コスプレ撮影で路地に入り込んで、エモい写真を撮ろうという事になった。今気づいたのだが、確かエモいという言葉をコスプレ撮影をしていて初めて直に聞いたのは、この日だ。路地には古い民家や蔦の絡まった壁、エアコンの室外機などがある。ポートレートを撮る時によくこのような狭い路地に入って撮る事があるが、まさにそれだ。
こういう場所に惹かれるのはなぜだろう。子供の頃に草深い空き地や路地で遊んだ思い出だろうか。それともやはり過去の経験に関係なくエモいイメージだからだろうか。感性が合うのだろうか。

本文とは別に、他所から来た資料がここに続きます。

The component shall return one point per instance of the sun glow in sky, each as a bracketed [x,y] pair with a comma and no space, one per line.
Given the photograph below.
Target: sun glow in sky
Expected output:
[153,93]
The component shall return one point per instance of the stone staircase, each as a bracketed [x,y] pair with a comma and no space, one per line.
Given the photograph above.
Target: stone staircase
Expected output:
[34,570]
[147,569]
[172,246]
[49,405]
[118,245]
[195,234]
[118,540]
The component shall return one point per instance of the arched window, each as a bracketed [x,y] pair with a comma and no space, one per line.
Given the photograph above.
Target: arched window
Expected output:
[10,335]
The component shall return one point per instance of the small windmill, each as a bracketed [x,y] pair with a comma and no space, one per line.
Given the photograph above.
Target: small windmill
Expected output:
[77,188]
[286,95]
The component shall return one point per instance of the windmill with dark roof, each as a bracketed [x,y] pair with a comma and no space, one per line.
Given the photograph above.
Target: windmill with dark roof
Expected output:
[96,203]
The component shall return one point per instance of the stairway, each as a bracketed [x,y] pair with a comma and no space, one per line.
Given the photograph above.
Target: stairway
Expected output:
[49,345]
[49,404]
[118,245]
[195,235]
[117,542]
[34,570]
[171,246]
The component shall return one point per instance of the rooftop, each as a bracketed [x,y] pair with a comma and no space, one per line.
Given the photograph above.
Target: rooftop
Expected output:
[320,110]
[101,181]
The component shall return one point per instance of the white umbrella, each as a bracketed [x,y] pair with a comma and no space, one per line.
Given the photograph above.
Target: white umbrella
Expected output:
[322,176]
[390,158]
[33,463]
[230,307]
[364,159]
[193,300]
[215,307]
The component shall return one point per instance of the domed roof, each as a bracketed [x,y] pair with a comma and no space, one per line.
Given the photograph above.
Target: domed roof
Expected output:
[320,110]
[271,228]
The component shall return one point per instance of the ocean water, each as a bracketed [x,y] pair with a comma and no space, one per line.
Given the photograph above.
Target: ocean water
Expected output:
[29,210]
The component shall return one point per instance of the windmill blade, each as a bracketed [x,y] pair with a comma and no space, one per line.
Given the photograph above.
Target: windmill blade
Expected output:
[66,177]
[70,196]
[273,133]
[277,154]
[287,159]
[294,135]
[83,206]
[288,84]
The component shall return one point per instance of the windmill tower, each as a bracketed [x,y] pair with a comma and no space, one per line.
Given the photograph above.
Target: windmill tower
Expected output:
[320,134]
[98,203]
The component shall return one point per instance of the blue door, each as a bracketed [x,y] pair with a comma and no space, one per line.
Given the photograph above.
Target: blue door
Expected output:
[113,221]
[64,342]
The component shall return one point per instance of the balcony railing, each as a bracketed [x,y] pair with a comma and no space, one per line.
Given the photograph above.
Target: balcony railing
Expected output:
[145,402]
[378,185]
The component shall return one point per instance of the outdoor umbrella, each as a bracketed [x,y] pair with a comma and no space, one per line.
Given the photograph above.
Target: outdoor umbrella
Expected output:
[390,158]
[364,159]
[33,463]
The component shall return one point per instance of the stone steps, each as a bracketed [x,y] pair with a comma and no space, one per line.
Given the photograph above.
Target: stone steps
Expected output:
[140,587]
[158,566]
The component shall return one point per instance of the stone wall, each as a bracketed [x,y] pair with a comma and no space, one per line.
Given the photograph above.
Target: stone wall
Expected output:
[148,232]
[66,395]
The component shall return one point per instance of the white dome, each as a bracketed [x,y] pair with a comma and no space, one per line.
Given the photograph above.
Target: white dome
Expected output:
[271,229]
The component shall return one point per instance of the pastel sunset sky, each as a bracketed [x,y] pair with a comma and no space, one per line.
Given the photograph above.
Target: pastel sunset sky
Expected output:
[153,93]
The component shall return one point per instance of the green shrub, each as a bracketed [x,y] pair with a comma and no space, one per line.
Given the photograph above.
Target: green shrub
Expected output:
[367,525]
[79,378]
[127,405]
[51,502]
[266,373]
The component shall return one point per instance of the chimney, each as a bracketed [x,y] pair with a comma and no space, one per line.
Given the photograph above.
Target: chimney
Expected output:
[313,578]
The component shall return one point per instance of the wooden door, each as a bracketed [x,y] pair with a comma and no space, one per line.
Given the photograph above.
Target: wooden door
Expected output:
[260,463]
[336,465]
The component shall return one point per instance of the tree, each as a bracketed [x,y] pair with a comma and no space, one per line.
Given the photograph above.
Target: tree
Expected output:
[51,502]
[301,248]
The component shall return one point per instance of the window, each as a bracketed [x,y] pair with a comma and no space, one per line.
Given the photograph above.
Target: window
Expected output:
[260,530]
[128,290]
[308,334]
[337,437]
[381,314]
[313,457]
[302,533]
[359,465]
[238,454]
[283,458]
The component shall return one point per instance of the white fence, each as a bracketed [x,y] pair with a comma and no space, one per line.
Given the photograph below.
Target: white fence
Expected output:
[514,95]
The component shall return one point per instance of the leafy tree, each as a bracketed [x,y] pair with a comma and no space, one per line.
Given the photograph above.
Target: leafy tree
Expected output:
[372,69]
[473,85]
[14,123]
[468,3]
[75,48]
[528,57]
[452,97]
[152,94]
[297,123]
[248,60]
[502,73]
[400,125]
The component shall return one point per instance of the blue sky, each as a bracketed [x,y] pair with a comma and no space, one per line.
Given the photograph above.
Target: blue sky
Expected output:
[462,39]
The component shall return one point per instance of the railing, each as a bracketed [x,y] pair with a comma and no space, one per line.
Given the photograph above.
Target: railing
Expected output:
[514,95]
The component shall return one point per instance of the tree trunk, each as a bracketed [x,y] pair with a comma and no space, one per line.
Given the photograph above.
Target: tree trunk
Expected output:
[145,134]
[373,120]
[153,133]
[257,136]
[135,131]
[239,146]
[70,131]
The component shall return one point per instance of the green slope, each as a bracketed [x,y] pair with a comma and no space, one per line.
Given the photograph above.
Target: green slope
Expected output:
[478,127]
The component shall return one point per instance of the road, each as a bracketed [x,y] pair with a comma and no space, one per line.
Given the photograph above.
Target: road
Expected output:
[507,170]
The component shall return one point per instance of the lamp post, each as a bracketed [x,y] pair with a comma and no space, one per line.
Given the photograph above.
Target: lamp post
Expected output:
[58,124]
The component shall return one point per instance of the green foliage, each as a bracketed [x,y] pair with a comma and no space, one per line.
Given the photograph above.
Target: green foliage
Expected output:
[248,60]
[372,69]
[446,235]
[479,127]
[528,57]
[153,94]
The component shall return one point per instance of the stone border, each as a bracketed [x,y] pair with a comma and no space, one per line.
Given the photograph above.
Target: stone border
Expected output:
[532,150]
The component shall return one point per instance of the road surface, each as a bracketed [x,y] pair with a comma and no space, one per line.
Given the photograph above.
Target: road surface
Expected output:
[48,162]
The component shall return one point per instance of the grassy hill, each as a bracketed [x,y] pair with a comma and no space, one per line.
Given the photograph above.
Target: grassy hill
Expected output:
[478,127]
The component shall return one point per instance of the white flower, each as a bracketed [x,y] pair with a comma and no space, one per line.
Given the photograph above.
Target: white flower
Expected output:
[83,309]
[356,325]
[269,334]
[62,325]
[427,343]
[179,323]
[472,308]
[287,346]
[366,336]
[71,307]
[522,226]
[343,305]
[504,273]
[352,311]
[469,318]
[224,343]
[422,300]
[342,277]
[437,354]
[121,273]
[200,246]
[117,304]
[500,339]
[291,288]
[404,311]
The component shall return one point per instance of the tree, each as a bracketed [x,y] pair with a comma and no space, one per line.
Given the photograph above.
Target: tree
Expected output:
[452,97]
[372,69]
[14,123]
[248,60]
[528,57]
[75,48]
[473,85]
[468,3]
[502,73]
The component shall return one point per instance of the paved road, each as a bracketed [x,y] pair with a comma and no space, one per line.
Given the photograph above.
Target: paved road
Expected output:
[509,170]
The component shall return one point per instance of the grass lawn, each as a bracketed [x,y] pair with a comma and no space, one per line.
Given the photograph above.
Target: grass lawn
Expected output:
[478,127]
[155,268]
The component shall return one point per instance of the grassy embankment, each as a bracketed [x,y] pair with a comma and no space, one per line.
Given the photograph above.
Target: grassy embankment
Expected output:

のんびりと撮影していたら、どこからともなく猫がやって来た。やって来ただけなら良いが、僕の機材に興味を示して、中に潜り込もうとする。
おそらく飼い猫なのだろう。街中の野良猫は人を恐れ、人が近づくと逃げていく。一方で田舎の、漁師の町の野良猫は、漁師達から魚のお裾分けを貰っているからだろうか、人を恐れず人懐っこい。
しばらくコスプレイヤーさん達と一緒に猫と遊んだり撮ったりしていた。マニュアルフォーカスだと動き物は撮りづらい。猫を捕ることは想定していなかったので、単焦点レンズのAFレンズは持ってきていなかった。そういえば別の場所で黒い野良猫二匹を見かけて、着けていたマニュアルフォーカスレンズで撮っていったが、やはり良く動くのでピント合わせが難しかった。
ではAFのズームレンズで撮ってみてはどうかとやってみた。
またこれも難点があり、手ぶれ防止機能をOnにしていて、やや暗い場所でもあったので少しでも明るさを確保しようと、シャッタースピードを1/80秒に設定していると、猫のような激しく動き回る動物はブレるブレる。手ブレではなく被写体ブレが起こった。
猫は可愛いもので、ピントがボケていてもそれはそれで愛着のある写真が撮れる。やがて飼い主さんも帰ってきて、あれこれとお話を伺った。
ひょんな事からの猫との遭遇。すっかり撮影も忘れて和みモードに突入していたのだった。